Les entreprises reprises seraient plus productives


L’étude s’est également intéressée à ce qui arrive aux entreprises après leur transfert.


Selon les résultats présentés par Repreneuriat Québec, les PME issues du repreneuriat sont en moyenne 11,1 % plus productives que celles demeurées entre les mains de leur propriétaire d’origine.


En 2023, cet écart atteignait même 13,3 %.


Cette différence aurait généré 7,7 milliards de dollars de revenus supplémentaires dans l’économie québécoise en une seule année, ce qui correspond à une moyenne de 39 751 $ supplémentaires par employé.


Les entreprises transférées semblent également davantage miser sur l’innovation. Le nombre d’entreprises reprises investissant en recherche et développement aurait augmenté de 16,3 % depuis 2015, alors que le nombre reculait de 23,3 % pour l’ensemble des entreprises québécoises.


Les plus petites entreprises sont au cœur du phénomène


La taille de l’entreprise influence fortement la probabilité qu’un transfert soit réalisé.


En 2023, le taux de transfert était de seulement 4,1 % pour les entreprises comptant de un à quatre employés. Il atteignait 8,3 % chez celles de 5 à 19 employés, 11,3 % pour les entreprises de 20 à 49 employés et jusqu’à 14,2 % pour celles comptant entre 100 et 499 employés.


Malgré ces écarts, près de 80 % des transferts réalisés en 2023 concernaient des entreprises comptant de 1 à 19 employés.


Cette réalité est particulièrement pertinente dans le transport routier québécois, une industrie où évoluent de nombreuses petites entreprises et entreprises familiales.


Près de six propriétaires sur dix n’ont toujours pas de plan


L’un des principaux risques identifiés dans l’étude demeure le manque de préparation des dirigeants.


Alors que la proportion de propriétaires âgés de 55 ans et plus continue d’augmenter, près de six propriétaires-dirigeants sur dix n’auraient toujours pas de plan de relève.


Pour Repreneuriat Québec, l’enjeu des prochaines années sera donc autant de trouver des repreneurs que de convaincre les propriétaires de préparer suffisamment tôt leur transition.

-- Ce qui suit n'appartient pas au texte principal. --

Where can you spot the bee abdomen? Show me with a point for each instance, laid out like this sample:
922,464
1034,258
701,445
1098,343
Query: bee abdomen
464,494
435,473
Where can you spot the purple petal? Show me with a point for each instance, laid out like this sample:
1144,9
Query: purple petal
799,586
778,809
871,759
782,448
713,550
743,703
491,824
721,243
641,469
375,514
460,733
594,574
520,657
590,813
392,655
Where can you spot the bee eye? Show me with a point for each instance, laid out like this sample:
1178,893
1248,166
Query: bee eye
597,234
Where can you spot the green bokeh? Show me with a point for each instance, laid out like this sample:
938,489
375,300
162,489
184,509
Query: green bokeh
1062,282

La situation est d’autant plus importante que les jeunes repreneurs sont moins nombreux. En 2023, les personnes âgées de 29 ans et moins ne représentaient que 4,5 % des reprises, leur plus faible proportion depuis 2015.

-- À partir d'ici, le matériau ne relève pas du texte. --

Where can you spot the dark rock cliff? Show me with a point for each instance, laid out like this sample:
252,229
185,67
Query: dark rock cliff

À l’inverse, 38,5 % des repreneurs avaient 55 ans ou plus, tandis que 57 % étaient âgés de 30 à 54 ans.


Une meilleure survie après un transfert


Le repreneuriat présente également un avantage important sur le plan de la continuité.


Selon l’étude, 73 % des entreprises transférées sont toujours actives sept ans après la transaction, comparativement à 49 % des entreprises nouvellement créées.

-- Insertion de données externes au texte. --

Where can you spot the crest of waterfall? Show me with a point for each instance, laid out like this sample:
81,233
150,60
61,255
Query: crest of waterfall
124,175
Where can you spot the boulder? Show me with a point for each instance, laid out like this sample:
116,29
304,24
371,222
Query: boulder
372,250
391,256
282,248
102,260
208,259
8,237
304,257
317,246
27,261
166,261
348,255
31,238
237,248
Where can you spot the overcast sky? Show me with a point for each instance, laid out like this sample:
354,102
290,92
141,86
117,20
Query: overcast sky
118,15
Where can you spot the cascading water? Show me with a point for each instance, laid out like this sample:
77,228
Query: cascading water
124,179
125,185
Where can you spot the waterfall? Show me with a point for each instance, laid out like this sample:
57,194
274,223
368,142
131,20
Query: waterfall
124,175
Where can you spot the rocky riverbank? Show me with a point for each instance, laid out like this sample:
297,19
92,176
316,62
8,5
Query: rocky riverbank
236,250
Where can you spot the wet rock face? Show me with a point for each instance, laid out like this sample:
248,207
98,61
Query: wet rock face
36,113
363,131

Cette différence illustre l’importance stratégique du transfert d’entreprise pour préserver les activités économiques déjà établies, particulièrement dans des secteurs essentiels comme le transport et l’entreposage.


Le transport québécois face à une importante transition


Avec une croissance de 41,3 % du taux de transfert depuis 2015, le transport et l’entreposage se trouvent directement au cœur du mouvement de repreneuriat qui transforme actuellement l’économie québécoise.


Et la tendance devrait se poursuivre rapidement : 38 000 entreprises québécoises sont appelées à changer de mains entre 2026 et la fin de 2028.



Pour l’industrie du camionnage, les prochaines années pourraient ainsi être marquées par une multiplication des ventes, des transferts familiaux et des acquisitions d’entreprises. Au-delà des transactions elles-mêmes, l’enjeu sera de préserver les emplois, les équipements, l’expertise et les entreprises de transport développées au Québec au cours des dernières décennies.